Industry developments

The evolution of AI in healthcare communications

The Evolution and Impact of AI Tools in Medical Writing

Introduction

Artificial intelligence (AI) has become engrained in our everyday lives and, broadly speaking, we seem accepting of its integration into our smart devices, cars, and consumer electronics where it promises to improve user experience, save time, or reduce the burden of mundane tasks.

In the data-driven world of clinical research, it is not surprising that companies, especially larger pharmaceutical companies with multiple programs and all the associated documentation, view AI as an opportunity to enhance productivity. So, what does this mean for medical writers, and is the wider adoption of AI into our working practices something to be worried about or something to be embraced?

Spoiler alert, I can’t answer that for you. Truth be told, I’m still trying to work it out for myself.

What I’m sure we can all agree on, is that AI is certainly coming our way, and there was no clearer indication of this than at this year’s European Medical Writers Association (EMWA) Spring conference in Valencia, where the best part of 2 days was devoted to talks on AI from a range of different stakeholders, and the topic of AI dominated many breakout discussions.

AI in Medical Writing: Basic Tools vs the Future

Software tools to aid the authoring of documents are nothing new (anyone else remember Clippy, the office assistant?).
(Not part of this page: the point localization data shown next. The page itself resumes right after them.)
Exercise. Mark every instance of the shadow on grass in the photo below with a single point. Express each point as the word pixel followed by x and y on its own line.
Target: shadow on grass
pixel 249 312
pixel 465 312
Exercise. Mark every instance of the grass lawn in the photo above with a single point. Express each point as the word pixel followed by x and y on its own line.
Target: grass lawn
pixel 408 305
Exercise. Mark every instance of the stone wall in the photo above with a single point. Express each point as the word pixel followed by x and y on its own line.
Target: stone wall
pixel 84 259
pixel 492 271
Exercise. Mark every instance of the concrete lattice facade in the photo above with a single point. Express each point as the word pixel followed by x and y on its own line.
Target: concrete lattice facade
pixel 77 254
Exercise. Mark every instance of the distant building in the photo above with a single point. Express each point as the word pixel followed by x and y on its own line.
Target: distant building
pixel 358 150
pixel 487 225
Medical writers already benefit greatly from the tools and macros packed into Microsoft applications, and third-party add-ons, that will check our spelling and grammar, automatically number our tables, and create our tables of contents and reference lists, to name a few. Most of these tools are based on simple algorithms. We’re comfortable with these, and if we’re honest, we couldn’t live without them nowadays. While some software packages, like PerfectIT, go a stage further and are based on advanced algorithms with some AI-like features, others, such as Grammarly, are considered true AI tools due their natural language processing and machine learning capabilities. So, AI is already in the mix, and able to help us with basic functions like maintaining consistency, text suggestions, and adhering to language and style rules; should there be any concern if AI encroaches further?

With the basic tools currently at our disposal, we are firmly in the driving seat as the content creators, data interpreters, and decision makers, but with AI theoretically able to perform a lot of those ‘human’ tasks, it is understandable that medical writers might be feeling a bit nervous.
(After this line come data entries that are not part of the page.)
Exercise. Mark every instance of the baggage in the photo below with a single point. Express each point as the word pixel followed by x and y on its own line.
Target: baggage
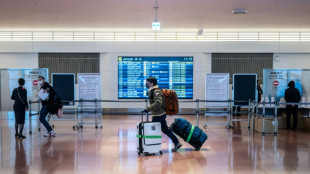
pixel 189 133
pixel 148 137
pixel 171 101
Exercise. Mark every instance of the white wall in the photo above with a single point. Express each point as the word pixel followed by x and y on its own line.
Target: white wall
pixel 25 55
pixel 19 60
pixel 291 61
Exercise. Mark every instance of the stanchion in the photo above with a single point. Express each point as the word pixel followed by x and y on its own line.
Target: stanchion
pixel 276 118
pixel 249 111
pixel 264 107
pixel 30 123
pixel 96 121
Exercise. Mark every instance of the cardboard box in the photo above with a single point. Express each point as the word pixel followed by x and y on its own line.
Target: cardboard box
pixel 269 126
I think most current concern exists because we don’t know what the AI tools will ultimately look like, what they will do for us, and what they might take away from us as medical writers. Where will that line between human and ‘machine’ be drawn?

Potential Benefits of AI in Medical Writing

The main draw of AI for larger pharmaceutical companies, is that AI solutions could enable medical writers to handle larger volumes of work, making it possible to scale operations without compromising on quality.
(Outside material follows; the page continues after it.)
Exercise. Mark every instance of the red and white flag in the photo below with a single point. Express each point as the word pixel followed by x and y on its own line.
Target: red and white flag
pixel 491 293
Reducing the time required to produce medical documents by leveraging AI for activities like data extraction, generation of descriptive summary text, and maintenance of terminology and style consistency within and across documents could allow writers to focus on more strategic tasks. The advanced analytics provided by AI tools could also offer deeper insights into clinical data, thereby allowing writers to craft more informed and data-rich documents.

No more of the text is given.